A is for Ampere, Nvidia A100's Public Debut

NOTE:  The publication of this episode was delayed due to the untimely passing of our partner and pal Rich Brueckner. So what we’re announcing as "breaking news" isn’t so fresh today, but our takes on what NVIDIA’s new A100 processor brings to the table are still valid. 


Breaking News! This special edition of RadioFreeHPC takes a deep dive into NVIDIA’s spanking new A100 GPU – which is an impressive achievement in processor-dom. The new chip is built with a 7nm process and weighs in at a hefty 54 billion transistors and capped at 400 Watts. It sports 6,912 FP32 CUDA cores, 3,456 FP64 CUDA cores and 422 Tensor cores.
This 8th generation GPU, using what the company calls its Ampere technology, is a replacement for both their V100 GPU and Turing T4 processors, giving the company a single platform for both AI training and inferencing.
We talk about the specs of the A100, breaking down its game both in terms of typical HPC FP64 processing and FP32 (and lower precision) computing for AI workloads. On the HPC side, the new GPU seems to offer an across the board 25% speedup, which is substantial. But the A100 really shines when it comes to tensor core performance which the company reports at an average speed up of 10x on Tensor Core 32 bit vs.
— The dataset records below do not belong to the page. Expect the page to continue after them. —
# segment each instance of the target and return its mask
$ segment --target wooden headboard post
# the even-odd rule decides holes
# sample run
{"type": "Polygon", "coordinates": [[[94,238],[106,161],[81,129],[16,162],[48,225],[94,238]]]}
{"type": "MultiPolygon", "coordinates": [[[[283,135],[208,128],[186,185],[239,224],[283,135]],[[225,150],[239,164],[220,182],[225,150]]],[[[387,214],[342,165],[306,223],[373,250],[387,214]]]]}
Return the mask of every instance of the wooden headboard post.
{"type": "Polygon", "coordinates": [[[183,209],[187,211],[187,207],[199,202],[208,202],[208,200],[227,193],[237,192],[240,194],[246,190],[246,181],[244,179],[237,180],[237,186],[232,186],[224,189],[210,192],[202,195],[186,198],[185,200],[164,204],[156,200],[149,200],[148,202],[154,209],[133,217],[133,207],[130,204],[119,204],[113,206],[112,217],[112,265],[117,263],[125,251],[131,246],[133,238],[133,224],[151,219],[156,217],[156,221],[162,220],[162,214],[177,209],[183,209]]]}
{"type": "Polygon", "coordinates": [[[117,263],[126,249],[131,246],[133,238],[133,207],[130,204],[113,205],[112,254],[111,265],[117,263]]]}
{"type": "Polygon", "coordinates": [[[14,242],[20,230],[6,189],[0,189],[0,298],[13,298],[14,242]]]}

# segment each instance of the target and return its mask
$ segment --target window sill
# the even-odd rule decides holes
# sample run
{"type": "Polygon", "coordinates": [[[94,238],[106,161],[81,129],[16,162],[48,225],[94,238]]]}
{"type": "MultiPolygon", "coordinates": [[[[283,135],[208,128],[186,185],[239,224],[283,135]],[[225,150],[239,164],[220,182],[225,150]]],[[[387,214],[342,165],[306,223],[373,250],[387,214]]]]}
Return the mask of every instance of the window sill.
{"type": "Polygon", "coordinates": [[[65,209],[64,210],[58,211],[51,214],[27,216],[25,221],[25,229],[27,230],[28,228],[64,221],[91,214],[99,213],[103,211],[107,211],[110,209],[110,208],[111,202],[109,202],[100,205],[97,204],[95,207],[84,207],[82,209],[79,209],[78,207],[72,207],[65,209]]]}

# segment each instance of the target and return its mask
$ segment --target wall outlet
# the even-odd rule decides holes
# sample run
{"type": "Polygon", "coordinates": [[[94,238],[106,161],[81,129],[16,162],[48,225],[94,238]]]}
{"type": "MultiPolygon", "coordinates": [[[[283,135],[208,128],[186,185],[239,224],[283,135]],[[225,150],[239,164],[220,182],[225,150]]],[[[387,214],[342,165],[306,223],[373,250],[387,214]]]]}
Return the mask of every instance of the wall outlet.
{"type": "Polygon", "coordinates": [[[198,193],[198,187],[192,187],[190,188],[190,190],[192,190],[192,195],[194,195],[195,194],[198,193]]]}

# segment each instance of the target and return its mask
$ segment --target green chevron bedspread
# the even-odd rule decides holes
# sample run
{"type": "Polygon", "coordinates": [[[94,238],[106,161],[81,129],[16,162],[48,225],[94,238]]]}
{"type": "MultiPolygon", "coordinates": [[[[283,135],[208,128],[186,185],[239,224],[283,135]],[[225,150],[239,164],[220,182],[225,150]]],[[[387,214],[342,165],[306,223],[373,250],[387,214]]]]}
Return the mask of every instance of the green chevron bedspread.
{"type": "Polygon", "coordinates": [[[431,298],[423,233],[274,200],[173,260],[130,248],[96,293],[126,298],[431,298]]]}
V100 FP32.
New features of the A100 include Sparsity (a mechanism that doubles sparse matrix performance), a much speedier NVLink (2x), and a hardware feature that allows the A100 to be partitioned into as many as 7 GPU instances to support individual workloads.
All in all, this is an amazing new processor, a behemoth large and hot, but so fast, chip that is heavily tilted towards new AI and Tensor workloads with a passing but welcome nod to 64-bit HPC apps.